Seit der in Burkina Faso geborene Architekt Francis Kéré 2004 den Aga Khan Award für die Volksschule in Gando erhalten hat, ist er aus der Szene einer sozial engagierten Architektur nicht mehr wegzudenken. Die Ausstellung „Radically Simple“ im Münchner Architekturmuseum ist die erste Personale über sein Werk. Sie erzählt die Lebensgeschichte des Architekten anhand seiner Werke, die man an vielen Stationen besuchen kann. Der extravagante Eingang durch einen „Wald“ aus vier Meter hohen Baumstämmen bezeichnet eine experimentelle Schwelle, wie die Kuratorin Ayca Beygo erläutert. Hier wird nicht nur ein sensorischer Übergang markiert, auch eine Initiation wird symbolisiert, der Zeitpunkt, der einen Jugendlichen ins Erwachsenenleben und in die Verantwortung überführt.

Veränderung des Lebens

Kéré verweist in seinen Gesprächen immer wieder auf die Prägung durch seine Herkunft und seine Ausbildung in Deutschland. Er vertritt eine eigenständige Architektursprache, die sich durch einen reichen afrikanischen Kulturhintergrund, europäisch geprägtes technisches Know-How und ein anhaltend starkes Forschungsinteresse inspiriert zeigt. Außerdem gibt es eine stark künstlerische Komponente in seinen Auffassungen, von der nicht zuletzt die Kooperation mit Christoph Schlingensief beim Projekt Operndorf Burkina Faso zeugte.
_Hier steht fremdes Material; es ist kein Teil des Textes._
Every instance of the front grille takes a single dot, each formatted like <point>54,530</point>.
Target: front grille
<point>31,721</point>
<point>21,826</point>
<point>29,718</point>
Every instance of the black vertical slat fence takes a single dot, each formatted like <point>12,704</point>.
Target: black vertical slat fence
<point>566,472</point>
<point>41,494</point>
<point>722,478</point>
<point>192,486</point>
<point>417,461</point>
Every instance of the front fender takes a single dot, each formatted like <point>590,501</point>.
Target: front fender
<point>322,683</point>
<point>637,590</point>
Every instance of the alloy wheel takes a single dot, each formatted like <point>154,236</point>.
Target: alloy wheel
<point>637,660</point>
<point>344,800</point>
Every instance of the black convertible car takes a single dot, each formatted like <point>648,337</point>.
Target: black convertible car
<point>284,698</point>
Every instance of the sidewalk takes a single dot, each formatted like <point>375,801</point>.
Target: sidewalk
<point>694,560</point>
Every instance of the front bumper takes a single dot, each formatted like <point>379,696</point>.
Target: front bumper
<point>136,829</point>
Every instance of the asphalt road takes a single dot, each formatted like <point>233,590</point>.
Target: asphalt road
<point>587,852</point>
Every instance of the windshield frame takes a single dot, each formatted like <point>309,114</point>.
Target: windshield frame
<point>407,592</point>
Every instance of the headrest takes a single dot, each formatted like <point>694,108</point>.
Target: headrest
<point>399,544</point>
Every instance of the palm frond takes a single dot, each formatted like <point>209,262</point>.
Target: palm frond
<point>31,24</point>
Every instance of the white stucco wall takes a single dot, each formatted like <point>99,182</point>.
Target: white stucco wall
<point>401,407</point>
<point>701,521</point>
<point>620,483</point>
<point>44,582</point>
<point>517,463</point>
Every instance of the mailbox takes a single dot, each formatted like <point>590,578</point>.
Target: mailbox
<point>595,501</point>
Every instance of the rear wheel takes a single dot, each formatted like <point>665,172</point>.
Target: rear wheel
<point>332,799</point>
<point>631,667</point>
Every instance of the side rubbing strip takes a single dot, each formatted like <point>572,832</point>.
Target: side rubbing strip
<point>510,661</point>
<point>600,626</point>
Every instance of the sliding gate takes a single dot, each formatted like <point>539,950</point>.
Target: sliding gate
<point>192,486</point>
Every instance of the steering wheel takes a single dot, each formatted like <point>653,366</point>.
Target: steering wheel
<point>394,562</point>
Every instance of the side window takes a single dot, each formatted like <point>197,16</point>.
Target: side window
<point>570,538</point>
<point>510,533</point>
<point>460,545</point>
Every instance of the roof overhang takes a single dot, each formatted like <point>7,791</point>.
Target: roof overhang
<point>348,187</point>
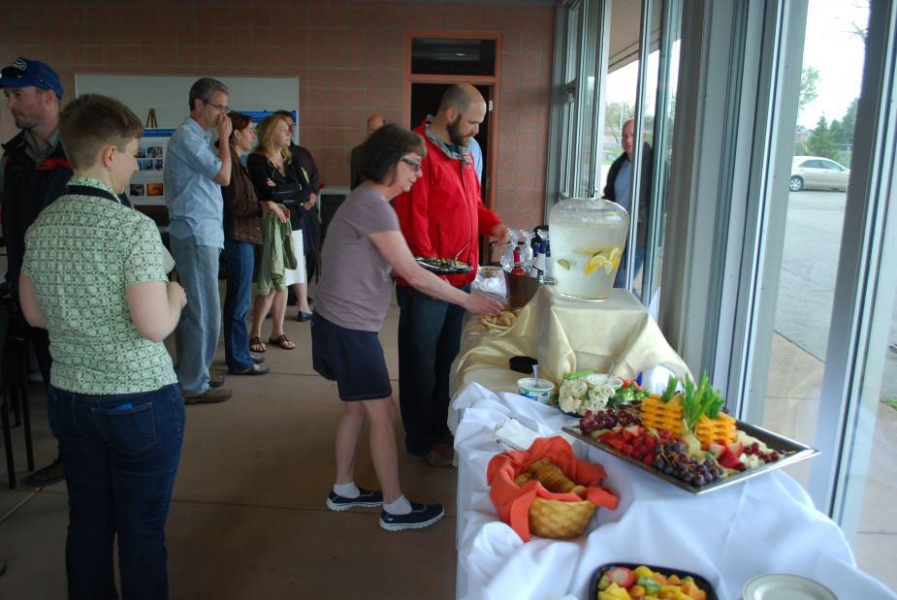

Francis Kérés Werke sind mittlerweile international gefragt und preisgekrönt, er gilt längst als einer der einflussreichsten Architekten des afrikanischen Kontinents. Darüber hinaus hat er sich einen festen Platz unter jenen Architekten gesichert, deren Anliegen Nachhaltigkeit, Partizipation und soziales Engagement sind.

Die Besucher der Ausstellung sind eingeladen, in Gando zu starten und die räumlichen und persönlichen Transformationen des Architekten nachzuvollziehen. Um diesen Lebensweg ranken sich viele Geschichten über Mut, glückliche Fügungen, Optimismus, Fleiß, Ambition und Engagement. Der Lebensweg von Francis Kéré beginnt in einem kleinen Ort in Burkina Faso, den er schon bald verlässt, um als einziges Kind des Dorfes in der Stadt eine Schule zu besuchen. Nach der Schule reist Kéré nach Deutschland, lernt zunächst das Tischlerhandwerk, beginnt aber bald ein Architekturstudium in Berlin. Nach Gando kehrt er in der Folge erstmals mit dem Plan zurück, im Ort eine eigene Schule zu bauen.

Transformation des Raumes

Die Ausstellung führt zunächst die Projekte in Burkina Faso, dann weitere Projekte in Afrika detailliert vor, um dann die europäischen Werke zu zeigen. Die Transformation des Raumes folgt den Veränderungen im Leben des Architekten und seinen internationalen Aufträgen – so das Narrativ der Ausstellung; und so endet diese auch in Ouagadougou in Burkina Faso, wo Kérés Rückkehr mit einem urbanen Projekt gefeiert wird. Neben Modellen, Bild- und Videodokumenten sind zahlreiche Installationen zu sehen. Etwa wird ein Klassenzimmer der Schule in Gando in einer 1:1 Grafik dargestellt, ergänzt von jenen Sesseln nach Entwürfen von Kéré, die im Original-Klassenzimmer in Verwendung sind. Auch der mittlerweile berühmte Hocker – er wurde 2016 beim Salone del Mobile in Mailand vorgestellt –der von gebündelten Holzstäben inspiriert ist –wird in der Ausstellung gezeigt. Dessen Struktur soll sogar Vorbild für Gebäudeplanungen so etwa für ein Hochhaus sein. Überhaupt wird viel Material, das wesentlichen Anteil an diversen Projektentwicklungen hat, gezeigt – gerade wenn diese wie in Afrika in Kooperation mit den jeweiligen Bewohnern erfolgt. So bietet die Ausstellung auch Gelegenheit, das umfangreiche Archiv unterschiedlicher Tonziegel und traditioneller Bauutensilien kennenzulernen.

Anlässlich der Ausstellung erschien der erste Katalog mit allen bisherigen Projekten Kérés im Verlag Hatje Kantz – er ist mit großer Wahrscheinlichkeit schon demnächst vergriffen.